Paul Cairney suggests that right now, we should take a step back to think about how big this SNP win is. This article orginally appeared on The Conversation.
I sat in the media area of the Glasgow count, 50 metres from the Scottish National Party (SNP) crowd. From 2.30am, every few minutes, they would first cheer another SNP win and then gasp at the huge swing in their favour. They hoped it would happen. Maybe they even expected it. The polls suggested they would win big. Yet the expectation is not the same as the actual result. This was something else: a sense of real excitement at something remarkable happening in Scottish – and British – politics, again and again, in quick succession.

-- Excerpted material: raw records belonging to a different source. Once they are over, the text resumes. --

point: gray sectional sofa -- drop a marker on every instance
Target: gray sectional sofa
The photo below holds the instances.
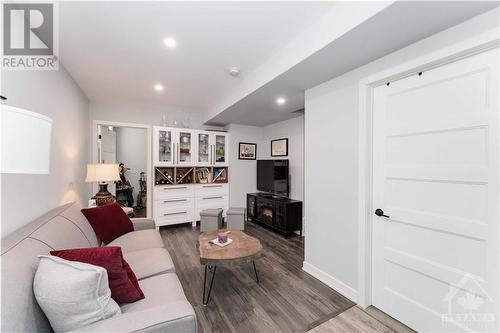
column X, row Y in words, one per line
column 164, row 308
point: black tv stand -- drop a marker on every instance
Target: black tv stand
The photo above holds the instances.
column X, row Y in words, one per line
column 279, row 213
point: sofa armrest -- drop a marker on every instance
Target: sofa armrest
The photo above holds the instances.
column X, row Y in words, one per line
column 175, row 317
column 143, row 224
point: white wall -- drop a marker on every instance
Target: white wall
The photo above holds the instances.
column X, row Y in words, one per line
column 243, row 173
column 132, row 150
column 56, row 95
column 293, row 129
column 147, row 115
column 331, row 158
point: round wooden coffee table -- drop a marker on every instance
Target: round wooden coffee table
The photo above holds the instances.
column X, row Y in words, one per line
column 243, row 250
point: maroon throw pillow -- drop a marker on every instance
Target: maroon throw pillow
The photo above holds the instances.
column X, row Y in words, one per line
column 109, row 221
column 122, row 280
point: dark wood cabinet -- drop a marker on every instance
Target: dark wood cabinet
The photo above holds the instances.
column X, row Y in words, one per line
column 281, row 214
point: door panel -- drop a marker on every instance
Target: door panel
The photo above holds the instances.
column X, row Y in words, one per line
column 435, row 173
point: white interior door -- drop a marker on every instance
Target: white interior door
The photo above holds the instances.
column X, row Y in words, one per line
column 436, row 175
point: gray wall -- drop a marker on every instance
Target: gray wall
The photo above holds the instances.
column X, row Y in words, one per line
column 56, row 95
column 331, row 156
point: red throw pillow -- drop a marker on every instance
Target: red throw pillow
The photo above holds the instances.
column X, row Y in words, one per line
column 122, row 280
column 109, row 221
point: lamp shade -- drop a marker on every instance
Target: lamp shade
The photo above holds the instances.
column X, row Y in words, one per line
column 25, row 141
column 102, row 172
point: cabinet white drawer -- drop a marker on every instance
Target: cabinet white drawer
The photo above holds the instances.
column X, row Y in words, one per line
column 173, row 204
column 166, row 192
column 204, row 190
column 174, row 218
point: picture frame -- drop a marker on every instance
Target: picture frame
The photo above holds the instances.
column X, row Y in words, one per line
column 247, row 151
column 279, row 147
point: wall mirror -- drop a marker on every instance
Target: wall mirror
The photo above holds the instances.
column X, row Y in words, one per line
column 128, row 145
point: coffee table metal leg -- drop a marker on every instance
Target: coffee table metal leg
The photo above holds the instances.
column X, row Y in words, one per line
column 255, row 270
column 205, row 302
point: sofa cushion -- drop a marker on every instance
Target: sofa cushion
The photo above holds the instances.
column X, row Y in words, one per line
column 149, row 262
column 138, row 240
column 72, row 294
column 158, row 290
column 20, row 311
column 173, row 317
column 122, row 280
column 109, row 221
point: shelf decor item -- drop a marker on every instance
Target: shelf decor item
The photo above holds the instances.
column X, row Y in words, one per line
column 25, row 137
column 247, row 151
column 102, row 173
column 279, row 147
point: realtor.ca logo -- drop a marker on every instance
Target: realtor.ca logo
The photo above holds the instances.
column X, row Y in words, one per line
column 30, row 36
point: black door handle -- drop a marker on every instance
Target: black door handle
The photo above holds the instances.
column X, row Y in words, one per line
column 380, row 212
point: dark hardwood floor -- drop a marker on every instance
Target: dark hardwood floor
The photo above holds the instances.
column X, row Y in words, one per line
column 286, row 300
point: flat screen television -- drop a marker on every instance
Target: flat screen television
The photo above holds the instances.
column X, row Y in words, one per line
column 272, row 176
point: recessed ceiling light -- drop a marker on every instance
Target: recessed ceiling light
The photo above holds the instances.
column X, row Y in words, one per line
column 170, row 42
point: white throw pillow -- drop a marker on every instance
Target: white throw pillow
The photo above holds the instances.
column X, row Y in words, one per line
column 72, row 294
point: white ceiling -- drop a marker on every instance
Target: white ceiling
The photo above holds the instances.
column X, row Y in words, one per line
column 114, row 50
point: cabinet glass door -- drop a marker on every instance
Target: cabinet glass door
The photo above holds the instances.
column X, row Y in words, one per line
column 185, row 147
column 165, row 153
column 203, row 148
column 220, row 149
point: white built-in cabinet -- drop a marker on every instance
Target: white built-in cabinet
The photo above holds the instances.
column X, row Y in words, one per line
column 212, row 148
column 176, row 149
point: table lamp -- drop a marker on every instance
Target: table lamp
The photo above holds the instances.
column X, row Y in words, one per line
column 102, row 173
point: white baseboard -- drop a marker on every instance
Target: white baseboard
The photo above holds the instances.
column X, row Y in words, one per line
column 331, row 282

So in the hours and days to come, much will be said about the implications for UK government and the future of the union. Right now, we should take a step back to think about how big this SNP win is. In Scotland, Labour has dominated the number of seats in Westminster for decades, and the last and only time that the SNP reached double figures was in October 1974. Even after the SNP became the biggest party in the Scottish parliament in 2007, it secured only six (20%) MPs in 2010. Now it has virtually wiped the floor with the other parties on the back of record-breaking swings in its favour, and there is no such thing as a “safe seat” in Scotland (for anyone else).
Opponents of the SNP have been talking about the perils of voting for the party and the likelihood of a second independence referendum. Instead we should be talking about the SNP’s near-complete dominance of Scottish elections despite losing the first referendum. The SNP is described by its competitors as a one-aim party. It is time to put that image to bed once and for all, and to recognise its skill as a major political party.
What will he do this time?
But what of that wider constitutional question? A gaping hole has been blown in the current incarnation of that UK. When 55% voted No to Scottish independence in September 2014, David Cameron immediately linked further constitutional change in Scotland to reform in England. He made the result about two distinct audiences in Scotland and England.
To protect the union, he needs to do the same again after regaining power in Westminster: celebrating victory on the back of votes in England but respecting the Scottish result in a meaningful way. He should not simply dismiss the SNP as a soon-to-be ineffective party in opposition, sitting next to the defeated Labour party. Otherwise, he may as well kiss goodbye to the union, since the SNP is no ordinary opposition party. Let’s consider three main choices.
The temptation for the Conservatives will be to select what it sees as the safe option, to argue that Scotland voted No; the party kept its promise to hold the Smith Commission on further devolution; and that all parties signed up to its recommendations, which will be put into legislation as soon as possible.
If the party sticks with Smith, the new devolved settlement will seem dated before it is implemented. It currently has no other source of legitimacy in Scotland. This will look like just another short-term fix – another shot at constitutional tinkering after a stitch up between the UK political parties. It will not satisfy a population that just ensured an almost clean sweep of SNP seats.
A settlement that makes sense
The Conservatives could go further and give the SNP more of what it thinks it wants – such as greater movement towards fiscal autonomy (it will almost certainly not offer a second referendum, and nor should the SNP take it). Yet if it already came up with a new devolved settlement a few months ago, this response will suffer the same image problem: a quick fix by a party with minimal credibility in Scotland.
Finally the Tories could do what they promised for England: take a step back to consider the future of the union and key parts within it. To get around the legitimacy problem, it needs to propose to the SNP something like a new constitutional convention, set up with meaningful representation across civil society, to ensure that its recommendations have weight and do not seem like yet another sticking plaster produced after inadequate deliberation and consultation.
It also needs to ensure that, if more powers are devolved to Scotland, the settlement actually makes sense and can be understood easily by most people in the UK. Otherwise, David Cameron may quickly finds himself in a situation where it looks like he no longer cares about the union and Scotland’s place within it. That could take us perilously close to the abyss.